Di Maria Ausilia Boemi |

«Il corso – spiega – nasce dall’esigenza di cercare al massimo di prevenire situazioni spiacevoli di aggressioni di cani, causate da una gestione diffusa non ideale del cane». E porta l’esempio della Svizzera dove hanno istituito corsi obbligatori (in seguito limitati alle 30 razze più pericolose) propedeutici all’accoglienza in casa di un cane. Qualcosa che in Italia esiste soltanto in caso di comprovata pericolosità del cane «cioè – sottolinea – quando il danno già è stato fatto». Tutti i cani, infatti, indipendentemente dalla razza, sono esposti a un rischio di aggressività per una loro gestione non ideale, oppure per un troppo precoce allontanamento dalla madre che, secondo il dott. Amore, non dovrebbe avvenire mai prima dei tre mesi di età del cucciolo. «Quello che mi preme – spiega – è garantire il benessere del cane, nella sua gestione ideale e, attraverso il benessere del cane, si garantire anche quello della persona. Il proprietario, infatti, si sente molto spesso solo, non sa come gestire la situazione e finisce con l’abbandonare il proprio cane: decisione che – sono convinto – non è presa alla leggera».

I corsi sono aperti a tutti: oltre a proprietari di fatto e in pectore, a educatori cinofili, operatori dei canili, volontari.
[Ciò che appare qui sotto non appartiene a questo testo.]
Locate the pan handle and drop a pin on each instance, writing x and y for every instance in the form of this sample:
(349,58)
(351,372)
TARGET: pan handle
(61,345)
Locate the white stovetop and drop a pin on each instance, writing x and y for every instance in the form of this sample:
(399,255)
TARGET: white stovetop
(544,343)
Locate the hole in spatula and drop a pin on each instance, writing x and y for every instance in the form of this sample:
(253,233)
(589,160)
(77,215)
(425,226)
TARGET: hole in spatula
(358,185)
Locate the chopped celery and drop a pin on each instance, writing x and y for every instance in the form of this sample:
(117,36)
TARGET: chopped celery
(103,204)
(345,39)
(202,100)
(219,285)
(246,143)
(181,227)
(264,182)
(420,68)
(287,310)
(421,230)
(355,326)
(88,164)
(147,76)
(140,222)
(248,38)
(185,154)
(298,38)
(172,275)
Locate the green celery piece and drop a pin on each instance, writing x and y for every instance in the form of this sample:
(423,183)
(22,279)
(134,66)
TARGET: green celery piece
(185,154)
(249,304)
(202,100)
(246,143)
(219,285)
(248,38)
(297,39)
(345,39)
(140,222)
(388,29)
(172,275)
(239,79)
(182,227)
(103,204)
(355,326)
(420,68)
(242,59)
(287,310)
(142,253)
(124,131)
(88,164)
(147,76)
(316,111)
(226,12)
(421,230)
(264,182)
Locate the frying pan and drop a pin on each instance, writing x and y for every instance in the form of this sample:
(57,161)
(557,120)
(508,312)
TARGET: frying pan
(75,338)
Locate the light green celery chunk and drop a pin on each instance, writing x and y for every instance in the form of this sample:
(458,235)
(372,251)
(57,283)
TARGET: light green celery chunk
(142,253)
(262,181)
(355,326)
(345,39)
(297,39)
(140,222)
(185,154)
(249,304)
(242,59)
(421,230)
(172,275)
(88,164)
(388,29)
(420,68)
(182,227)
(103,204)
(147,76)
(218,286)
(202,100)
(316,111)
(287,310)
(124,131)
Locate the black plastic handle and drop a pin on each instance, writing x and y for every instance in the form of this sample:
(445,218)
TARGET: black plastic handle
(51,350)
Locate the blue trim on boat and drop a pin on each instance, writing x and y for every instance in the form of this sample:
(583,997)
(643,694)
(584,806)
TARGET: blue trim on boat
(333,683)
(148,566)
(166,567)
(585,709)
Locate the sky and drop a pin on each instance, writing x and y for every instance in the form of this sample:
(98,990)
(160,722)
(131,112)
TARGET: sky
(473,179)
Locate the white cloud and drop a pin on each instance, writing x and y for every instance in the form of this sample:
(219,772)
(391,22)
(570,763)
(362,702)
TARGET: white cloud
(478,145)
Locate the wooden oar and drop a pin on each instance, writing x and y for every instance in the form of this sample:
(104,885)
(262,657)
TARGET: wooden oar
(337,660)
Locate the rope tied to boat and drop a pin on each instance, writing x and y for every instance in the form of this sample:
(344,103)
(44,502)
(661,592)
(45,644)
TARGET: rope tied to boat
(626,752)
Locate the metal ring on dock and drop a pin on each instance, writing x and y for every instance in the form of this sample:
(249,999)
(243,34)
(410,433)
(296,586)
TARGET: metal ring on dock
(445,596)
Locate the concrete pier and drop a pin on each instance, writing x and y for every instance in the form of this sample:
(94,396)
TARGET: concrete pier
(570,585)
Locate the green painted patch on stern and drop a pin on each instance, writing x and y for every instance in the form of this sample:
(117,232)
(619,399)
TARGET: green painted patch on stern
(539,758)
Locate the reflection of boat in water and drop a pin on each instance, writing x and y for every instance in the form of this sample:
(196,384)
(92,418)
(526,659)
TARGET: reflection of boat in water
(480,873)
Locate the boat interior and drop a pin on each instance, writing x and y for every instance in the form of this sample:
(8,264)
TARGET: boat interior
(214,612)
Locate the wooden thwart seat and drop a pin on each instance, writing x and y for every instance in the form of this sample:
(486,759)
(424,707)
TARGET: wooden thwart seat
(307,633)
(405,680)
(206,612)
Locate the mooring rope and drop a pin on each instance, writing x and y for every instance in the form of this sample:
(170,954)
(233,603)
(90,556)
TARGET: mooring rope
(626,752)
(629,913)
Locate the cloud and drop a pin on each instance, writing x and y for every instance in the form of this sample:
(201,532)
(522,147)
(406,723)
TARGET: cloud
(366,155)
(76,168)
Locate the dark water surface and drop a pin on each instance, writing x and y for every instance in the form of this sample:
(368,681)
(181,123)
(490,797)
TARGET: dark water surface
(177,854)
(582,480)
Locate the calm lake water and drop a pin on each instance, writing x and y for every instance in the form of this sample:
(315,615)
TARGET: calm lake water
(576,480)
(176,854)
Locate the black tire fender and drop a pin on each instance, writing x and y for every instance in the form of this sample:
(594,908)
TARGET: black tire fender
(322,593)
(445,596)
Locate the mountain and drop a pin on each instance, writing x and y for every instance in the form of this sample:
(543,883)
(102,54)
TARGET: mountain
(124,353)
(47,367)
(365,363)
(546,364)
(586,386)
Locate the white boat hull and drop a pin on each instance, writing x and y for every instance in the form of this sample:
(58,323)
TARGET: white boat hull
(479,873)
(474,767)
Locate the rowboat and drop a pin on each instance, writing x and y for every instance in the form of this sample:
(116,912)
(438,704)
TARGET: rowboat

Non sempre questi ultimi, pur armati dalle migliori intenzioni, sanno infatti come approcciarsi a un randagio. «Bisogna sempre mettere in conto che io non conosco quel cane, che potenzialmente potrebbe avere una reazione aggressiva nei miei confronti. Quello che si fa è capire l’approccio: se il cane si avvicina da solo, scodinzolante, è tutto facilissimo. Quando vedo invece un cane potenzialmente aggressivo, perché ad esempio ha le orecchie alzate, comincia a mostrare i denti e a ringhiare, io non mi posso avvicinare, è meglio che lo ignori e chiami chi di dovere, di solito i vigili urbani. Ma è anche importante che, in caso di ritrovamento di un cucciolo, ci si accerti che nei dintorni non ci sia la madre, che talvolta si allontana per poi tornare. È importantissimo non separarli dalla madre, che è quella che insegna al cucciolo come fare certe cose e, anche nella genesi dell’aggressività, che corregge il cucciolo se morde».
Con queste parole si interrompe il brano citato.